Posté par 2ccr le 28 février 2017

FASHION-CHINA-HEMPEL-AWARDLes responsables économiques du Front national ont rencontré des banquiers d’affaires et des investisseurs, à Bruxelles et à Paris. Ils ont présenté leur programme et tenté de rassurer sur ses conséquences, avec un résultat plutôt mitigé.

Rarement élection française n’aura autant préoccupé le monde de la finance. Les grands gérants internationaux, comme Pimco, l’un des plus grands fonds obligataires au monde, ou BlackRock, font plancher leurs analystes sur les résultats potentiels de la présidentielle. Idem pour les grandes banques d’affaires, JP Morgan, Morgan Stanley, Citigroup, UBS, ou Nomura. L’objectif ? Décrypter les grands enjeux électoraux, au premier chef la probabilité d’une victoire du Front national et son impact économique.

Une question tellement prise au sérieux que certains de ces grands financiers ont rencontré, ces dernières semaines, des représentants du FN. Cette pratique est habituelle pour les grands candidats à une élection présidentielle, mais c’est la première fois que le parti de Marine Le Pen est concerné. D’après l’agence Bloomberg, Bernard Monot, le chef économiste du FN, et Mikael Sala, président du collectif Croissance Bleu Marine, ont notamment rencontré des analystes de Barclays, d’UBS et de BlackRock. La société de gestion a reconnu dans un communiqué qu’« une é quipe de stratégistes du BlackRock Investment Institute a rencontré les équipes économiques des principaux candidats pour comprendre leurs propositions en matière de politique économique ».
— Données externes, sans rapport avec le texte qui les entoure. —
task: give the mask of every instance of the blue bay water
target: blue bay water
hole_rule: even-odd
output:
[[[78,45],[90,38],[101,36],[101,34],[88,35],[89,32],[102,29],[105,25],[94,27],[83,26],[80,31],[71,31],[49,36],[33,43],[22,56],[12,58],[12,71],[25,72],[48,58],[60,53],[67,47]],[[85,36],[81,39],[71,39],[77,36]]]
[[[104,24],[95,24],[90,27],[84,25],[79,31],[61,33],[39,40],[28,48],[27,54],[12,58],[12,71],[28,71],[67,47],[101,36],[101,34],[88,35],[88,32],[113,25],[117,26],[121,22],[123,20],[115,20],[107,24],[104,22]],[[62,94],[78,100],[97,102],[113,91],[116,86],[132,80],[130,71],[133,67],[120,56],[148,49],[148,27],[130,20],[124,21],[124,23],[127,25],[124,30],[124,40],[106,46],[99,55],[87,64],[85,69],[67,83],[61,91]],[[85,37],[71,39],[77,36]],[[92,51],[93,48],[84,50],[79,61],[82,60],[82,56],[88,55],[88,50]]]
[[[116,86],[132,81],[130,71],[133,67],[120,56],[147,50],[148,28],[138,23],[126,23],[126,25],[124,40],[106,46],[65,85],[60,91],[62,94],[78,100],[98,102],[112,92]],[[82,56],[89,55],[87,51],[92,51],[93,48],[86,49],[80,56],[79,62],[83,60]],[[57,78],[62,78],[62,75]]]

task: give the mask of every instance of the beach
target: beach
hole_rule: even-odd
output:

Selon nos sources, Jean Messiha, coordinateur du projet présidentiel de Marine Le Pen, s’est également exprimé la semaine dernière devant des investisseurs à Paris. Cet énarque d’origine égyptienne, docteur en économie et en disponibilité du ministère de la Défense, est l’un des principaux théoriciens frontistes d’une sortie de l’euro.

Risque politique

Pour le Front national, l’objectif de ces rencontres est clair : apaiser les craintes des marchés, y compris sur les conséquences d’un retour au franc. « Nous leur disons : nous allons honorer la signature de la France, et nous nous engageons à maintenir la stabilité économique, monétaire et financière du pays », a ainsi expliqué Bernard Monot à Bloomberg. Pour bien faire passer le message, ils s’expriment même en anglais, bravant ainsi l’interdiction faite à ses équipes par Marine Le Pen d’utiliser une autre langue que le français.
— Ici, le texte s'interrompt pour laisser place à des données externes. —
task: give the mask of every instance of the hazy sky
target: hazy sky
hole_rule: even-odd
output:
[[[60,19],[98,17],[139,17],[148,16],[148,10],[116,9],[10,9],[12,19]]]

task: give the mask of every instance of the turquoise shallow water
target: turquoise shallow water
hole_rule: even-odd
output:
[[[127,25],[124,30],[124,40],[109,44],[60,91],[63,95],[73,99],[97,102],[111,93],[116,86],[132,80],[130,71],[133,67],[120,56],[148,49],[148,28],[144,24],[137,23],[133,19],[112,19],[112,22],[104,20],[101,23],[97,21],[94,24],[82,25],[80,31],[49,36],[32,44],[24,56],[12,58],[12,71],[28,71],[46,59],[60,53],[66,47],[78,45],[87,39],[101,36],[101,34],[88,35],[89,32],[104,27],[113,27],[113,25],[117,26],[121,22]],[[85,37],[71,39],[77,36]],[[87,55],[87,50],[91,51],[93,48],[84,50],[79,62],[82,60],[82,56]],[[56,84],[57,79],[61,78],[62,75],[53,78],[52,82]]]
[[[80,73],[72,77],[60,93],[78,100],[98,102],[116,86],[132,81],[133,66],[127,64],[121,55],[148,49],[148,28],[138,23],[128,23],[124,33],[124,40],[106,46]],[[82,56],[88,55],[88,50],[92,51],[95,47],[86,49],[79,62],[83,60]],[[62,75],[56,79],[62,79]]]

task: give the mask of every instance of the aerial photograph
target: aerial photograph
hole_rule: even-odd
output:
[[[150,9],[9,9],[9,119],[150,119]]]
Avec quels résultats ? Bernard Monot affirme que ses interlocuteurs sont « rassurés », voire « surpris ». Néanmoins, si certains d’entre eux reconnaissent effectivement que le discours économique du FN est plus structuré qu’ils ne l’imaginaient, ce dernier est loin de faire l’unanimité. Un financier est ainsi ressorti « effaré » d’une des rencontres parisiennes.
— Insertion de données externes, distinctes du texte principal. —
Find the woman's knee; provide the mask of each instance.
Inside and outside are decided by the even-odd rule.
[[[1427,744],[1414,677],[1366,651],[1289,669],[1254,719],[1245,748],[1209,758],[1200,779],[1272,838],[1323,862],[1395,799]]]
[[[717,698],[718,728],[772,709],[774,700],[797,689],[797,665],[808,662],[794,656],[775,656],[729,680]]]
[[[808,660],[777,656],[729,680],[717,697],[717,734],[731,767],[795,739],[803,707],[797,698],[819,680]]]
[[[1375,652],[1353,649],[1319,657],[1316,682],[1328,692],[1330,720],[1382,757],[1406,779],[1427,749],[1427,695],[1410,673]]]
Surtout, la pression sur la dette française liée aux inquiétudes sur une potentielle victoire de Marine Le Pen est loin d’avoir disparu sur les marchés. Ce que confirment les bureaux d’études des grandes banques. « Le risque politique français va rester une source de préoccupation dans les semaines à venir », note ainsi Barclays. Et Natixis constate « une diffusion progressive du risque France au marché monétaire, au marché des CDS bancaires ».